The men I meet frequently purport to be honest guys looking to meet equally honest women. But is honesty really the best policy when we must cancel a date? Is it better to lie or, alternatively, be vague in order to spare someone else’s feelings?
Not knowing the truth can sometimes feel like the worse option, especially for those with a vivid imagination. You know, the people who fabricate stories, fictions based on pure conjecture, in order to perpetuate their own fantasy about the state of a relationship.
About a month ago, I decided to test out my theory that honesty is, in fact, the best policy. I had agreed to a second date with a guy, only to figure out shortly after that I wasn’t really interested in pursuing the relationship any further. Instead of making up an excuse for canceling the date, I decided to be up front and explain my reasons for doing so. I didn’t want to offer any false hope, deal with potential attempts to reschedule, and have to worry about gradually fading him. This way, I believed, would be a much fairer option for both of us, and expedient, too.
You know what they say about the “best laid plans;” they “oft go awry” (Standard English Version of Robert Burns,’ “To A Mouse”).
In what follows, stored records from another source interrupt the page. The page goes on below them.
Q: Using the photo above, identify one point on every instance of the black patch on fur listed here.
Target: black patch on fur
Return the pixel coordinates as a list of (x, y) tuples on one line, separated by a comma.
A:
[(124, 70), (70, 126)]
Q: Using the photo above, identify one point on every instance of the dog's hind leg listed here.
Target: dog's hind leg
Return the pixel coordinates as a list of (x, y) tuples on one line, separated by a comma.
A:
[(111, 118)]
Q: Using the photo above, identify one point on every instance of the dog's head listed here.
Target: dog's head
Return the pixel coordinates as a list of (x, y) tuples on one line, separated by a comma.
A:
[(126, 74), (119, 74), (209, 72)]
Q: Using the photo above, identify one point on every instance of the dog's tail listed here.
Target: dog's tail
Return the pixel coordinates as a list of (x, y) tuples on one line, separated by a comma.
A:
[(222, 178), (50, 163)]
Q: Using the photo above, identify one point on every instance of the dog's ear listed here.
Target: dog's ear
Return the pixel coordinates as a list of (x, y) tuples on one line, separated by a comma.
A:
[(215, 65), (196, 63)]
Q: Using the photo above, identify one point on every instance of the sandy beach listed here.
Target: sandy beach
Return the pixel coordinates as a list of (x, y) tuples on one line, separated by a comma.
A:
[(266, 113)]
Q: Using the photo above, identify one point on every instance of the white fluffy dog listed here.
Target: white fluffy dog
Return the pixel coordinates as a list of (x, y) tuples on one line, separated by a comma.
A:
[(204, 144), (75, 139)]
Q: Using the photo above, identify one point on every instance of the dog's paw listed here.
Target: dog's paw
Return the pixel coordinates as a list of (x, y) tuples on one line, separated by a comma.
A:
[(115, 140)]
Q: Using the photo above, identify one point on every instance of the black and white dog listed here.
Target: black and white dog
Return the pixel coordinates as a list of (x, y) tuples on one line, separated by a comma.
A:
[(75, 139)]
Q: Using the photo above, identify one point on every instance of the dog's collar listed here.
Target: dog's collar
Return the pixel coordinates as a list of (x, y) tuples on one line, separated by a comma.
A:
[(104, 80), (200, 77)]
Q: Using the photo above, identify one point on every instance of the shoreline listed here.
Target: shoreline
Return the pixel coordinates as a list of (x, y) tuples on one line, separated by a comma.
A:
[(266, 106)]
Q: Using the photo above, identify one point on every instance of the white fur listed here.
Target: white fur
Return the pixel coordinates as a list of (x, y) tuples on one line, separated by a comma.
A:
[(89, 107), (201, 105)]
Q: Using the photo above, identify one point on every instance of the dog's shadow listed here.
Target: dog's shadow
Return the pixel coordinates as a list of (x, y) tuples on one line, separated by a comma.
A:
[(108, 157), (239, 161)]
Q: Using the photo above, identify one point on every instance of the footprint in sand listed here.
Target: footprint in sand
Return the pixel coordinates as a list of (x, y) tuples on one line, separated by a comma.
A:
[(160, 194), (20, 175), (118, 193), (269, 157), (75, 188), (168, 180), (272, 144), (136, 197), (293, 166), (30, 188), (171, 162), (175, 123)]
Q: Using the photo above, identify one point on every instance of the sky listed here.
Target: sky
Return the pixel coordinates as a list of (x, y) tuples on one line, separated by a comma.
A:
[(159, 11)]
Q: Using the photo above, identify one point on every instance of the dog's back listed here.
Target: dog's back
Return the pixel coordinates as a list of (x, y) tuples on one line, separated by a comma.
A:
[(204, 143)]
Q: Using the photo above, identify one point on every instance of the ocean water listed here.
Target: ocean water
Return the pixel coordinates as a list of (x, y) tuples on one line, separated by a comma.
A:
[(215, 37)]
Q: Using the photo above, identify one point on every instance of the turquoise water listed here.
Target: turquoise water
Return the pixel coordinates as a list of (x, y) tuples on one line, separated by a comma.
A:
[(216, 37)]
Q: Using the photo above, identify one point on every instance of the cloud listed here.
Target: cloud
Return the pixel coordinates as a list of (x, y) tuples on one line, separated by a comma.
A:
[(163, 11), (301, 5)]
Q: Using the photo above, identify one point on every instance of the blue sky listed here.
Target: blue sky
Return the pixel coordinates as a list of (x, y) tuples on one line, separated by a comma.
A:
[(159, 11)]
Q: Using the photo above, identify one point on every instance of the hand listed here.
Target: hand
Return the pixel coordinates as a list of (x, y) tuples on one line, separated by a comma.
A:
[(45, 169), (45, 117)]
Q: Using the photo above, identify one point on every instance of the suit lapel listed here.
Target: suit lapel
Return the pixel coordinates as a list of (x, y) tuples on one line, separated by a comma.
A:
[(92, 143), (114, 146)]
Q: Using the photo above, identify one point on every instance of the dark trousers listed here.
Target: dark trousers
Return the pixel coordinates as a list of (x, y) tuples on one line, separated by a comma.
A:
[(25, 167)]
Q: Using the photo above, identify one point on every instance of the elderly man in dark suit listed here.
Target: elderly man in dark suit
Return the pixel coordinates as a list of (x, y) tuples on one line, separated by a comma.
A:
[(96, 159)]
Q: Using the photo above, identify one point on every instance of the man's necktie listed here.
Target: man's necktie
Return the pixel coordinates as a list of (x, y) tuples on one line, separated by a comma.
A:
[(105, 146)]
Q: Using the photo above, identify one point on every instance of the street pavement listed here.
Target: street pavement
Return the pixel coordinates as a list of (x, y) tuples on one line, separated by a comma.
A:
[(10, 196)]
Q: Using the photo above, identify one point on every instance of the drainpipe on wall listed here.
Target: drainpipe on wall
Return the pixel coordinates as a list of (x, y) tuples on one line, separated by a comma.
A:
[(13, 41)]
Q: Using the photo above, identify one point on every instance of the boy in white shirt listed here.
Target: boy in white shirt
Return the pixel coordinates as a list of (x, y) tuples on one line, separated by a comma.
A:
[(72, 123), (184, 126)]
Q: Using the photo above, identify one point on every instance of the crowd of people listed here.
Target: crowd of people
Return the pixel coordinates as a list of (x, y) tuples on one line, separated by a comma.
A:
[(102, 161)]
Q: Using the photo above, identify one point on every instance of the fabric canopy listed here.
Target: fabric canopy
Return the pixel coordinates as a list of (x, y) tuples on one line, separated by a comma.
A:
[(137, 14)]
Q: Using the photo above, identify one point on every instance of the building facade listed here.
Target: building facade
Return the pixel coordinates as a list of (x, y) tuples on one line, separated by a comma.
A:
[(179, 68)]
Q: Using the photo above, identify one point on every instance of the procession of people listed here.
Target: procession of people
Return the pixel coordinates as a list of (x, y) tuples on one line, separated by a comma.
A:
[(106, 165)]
He became annoyed. He accused me of lying when I initially accepted the date. I explained I had not lied, that I thought I did want to see him again. But that after some more thought, I really didn’t think we were right for each other, and didn’t want to waste either of our time. He wasn’t buying it. I was, apparently, the jerk in this scenario. So much for my good intentions.
More recently, I accepted a date from someone else. A few days later, he emailed and canceled, making no further plans to reschedule. He was extremely polite, and told me he was sick. I sent him my well wishes to feel better soon. Then I thought about it. Was he really sick, or did he have second thoughts? Perhaps someone more interesting came along? Or, maybe, just maybe, “something suddenly came up?”
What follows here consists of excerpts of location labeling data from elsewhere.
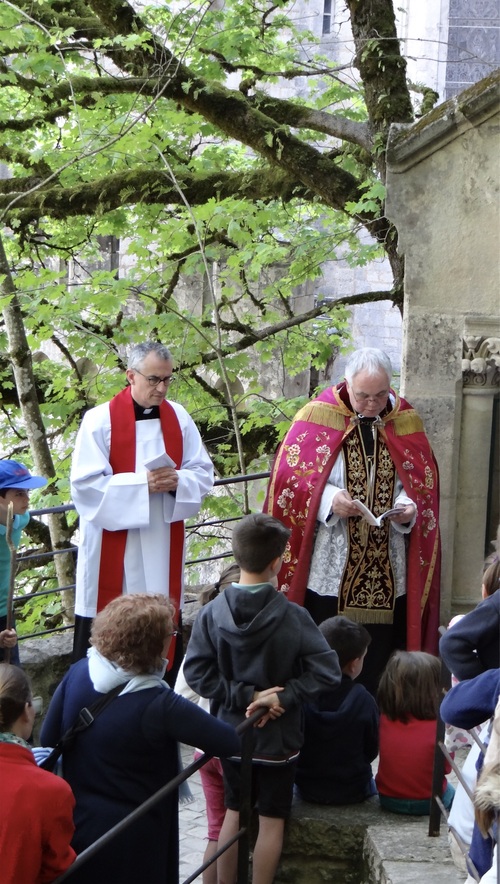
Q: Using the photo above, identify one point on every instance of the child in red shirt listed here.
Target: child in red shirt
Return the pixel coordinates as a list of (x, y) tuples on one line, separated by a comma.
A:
[(408, 695)]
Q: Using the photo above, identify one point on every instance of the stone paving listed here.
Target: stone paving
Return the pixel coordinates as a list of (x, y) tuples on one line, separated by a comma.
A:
[(429, 862)]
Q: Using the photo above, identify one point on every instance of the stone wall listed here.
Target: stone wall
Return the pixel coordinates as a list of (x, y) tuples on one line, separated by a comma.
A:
[(443, 195)]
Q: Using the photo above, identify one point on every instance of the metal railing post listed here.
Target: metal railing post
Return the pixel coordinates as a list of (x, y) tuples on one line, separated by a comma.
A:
[(247, 745)]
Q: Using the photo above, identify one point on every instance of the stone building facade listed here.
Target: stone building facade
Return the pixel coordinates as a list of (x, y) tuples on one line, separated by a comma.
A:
[(443, 195)]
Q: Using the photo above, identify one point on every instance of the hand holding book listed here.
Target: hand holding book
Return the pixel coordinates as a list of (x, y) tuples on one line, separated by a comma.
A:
[(376, 520)]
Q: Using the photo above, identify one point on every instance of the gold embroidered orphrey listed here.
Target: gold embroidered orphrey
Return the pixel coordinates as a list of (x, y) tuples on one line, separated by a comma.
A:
[(368, 587)]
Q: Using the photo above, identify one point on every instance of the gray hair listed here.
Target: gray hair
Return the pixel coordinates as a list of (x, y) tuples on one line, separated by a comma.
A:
[(139, 353), (369, 359)]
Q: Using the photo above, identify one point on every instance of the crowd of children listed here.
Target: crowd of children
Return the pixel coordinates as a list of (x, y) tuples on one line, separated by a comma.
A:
[(320, 731)]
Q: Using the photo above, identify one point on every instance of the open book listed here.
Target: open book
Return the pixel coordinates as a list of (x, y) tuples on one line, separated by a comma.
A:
[(370, 518)]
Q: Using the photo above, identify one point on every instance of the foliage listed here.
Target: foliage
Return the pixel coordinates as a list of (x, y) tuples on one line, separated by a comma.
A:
[(169, 129)]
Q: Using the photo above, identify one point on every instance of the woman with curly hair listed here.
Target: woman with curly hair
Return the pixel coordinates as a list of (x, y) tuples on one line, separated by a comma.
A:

The character, Greg Brady, in the iconic 1970s sitcom, The Brady Bunch, coined this memorable phrase as he gave stepsister, Marcia, advice on how to diplomatically break her date with nice guy, Charley, in favor of a date with the big man on campus himself, Doug Simpson (“The Subject Was Noses,” Season 4, Episode 18).
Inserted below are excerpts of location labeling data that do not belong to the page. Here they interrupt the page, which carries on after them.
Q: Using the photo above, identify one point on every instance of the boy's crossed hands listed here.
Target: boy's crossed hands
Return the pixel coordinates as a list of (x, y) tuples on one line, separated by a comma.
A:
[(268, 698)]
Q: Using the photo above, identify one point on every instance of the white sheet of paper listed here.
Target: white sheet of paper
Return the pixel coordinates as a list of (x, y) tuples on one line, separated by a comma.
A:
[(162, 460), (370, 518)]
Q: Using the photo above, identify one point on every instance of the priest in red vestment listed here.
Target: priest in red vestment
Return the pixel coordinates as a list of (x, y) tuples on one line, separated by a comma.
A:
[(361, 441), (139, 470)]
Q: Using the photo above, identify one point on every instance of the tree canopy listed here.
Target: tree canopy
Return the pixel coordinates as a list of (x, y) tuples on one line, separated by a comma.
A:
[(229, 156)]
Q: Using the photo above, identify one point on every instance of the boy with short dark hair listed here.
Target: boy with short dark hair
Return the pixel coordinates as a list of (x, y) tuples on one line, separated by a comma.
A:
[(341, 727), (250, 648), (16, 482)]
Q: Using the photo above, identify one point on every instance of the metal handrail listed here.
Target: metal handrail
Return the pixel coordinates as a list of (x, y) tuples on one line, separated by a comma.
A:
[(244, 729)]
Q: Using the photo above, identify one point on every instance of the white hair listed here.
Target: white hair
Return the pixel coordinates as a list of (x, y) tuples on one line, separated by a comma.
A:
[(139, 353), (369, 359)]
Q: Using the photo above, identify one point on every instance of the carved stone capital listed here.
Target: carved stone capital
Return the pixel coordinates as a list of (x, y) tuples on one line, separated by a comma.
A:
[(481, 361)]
Now, I’m certainly not endorsing taking dating advice from The Brady Bunch. But the groovy Greg Brady does make a valid point. Using Greg’s method, everybody stays happily deluded and nobody gets hurt.
Or do they?
Karma won out, as it did in most of The Brady Bunch episodes. When Peter Brady’s football accidentally hits Marcia in the nose, causing it to swell, Doug cancels their date, no longer wanting to be seen publicly with the now disfigured Marcia.
Men. (Insert Head Shake)
In the end, it shouldn’t matter why a date is canceled. For a potential relationship to grow, both individuals must be interested and invested parties. Trying to figure out why a date didn’t happen is fruitless. The purpose of dating is to find a person with whom we are compatible and, more importantly, to have fun in the process. In reality there are no guarantees for finding true love. But wondering about something that never was is not only unpleasant, but detrimental as well, taking us one step further away from the wonder that may eventually be.
As Burns concludes in his famous poem, “And though forward I cannot see, I guess and fear!”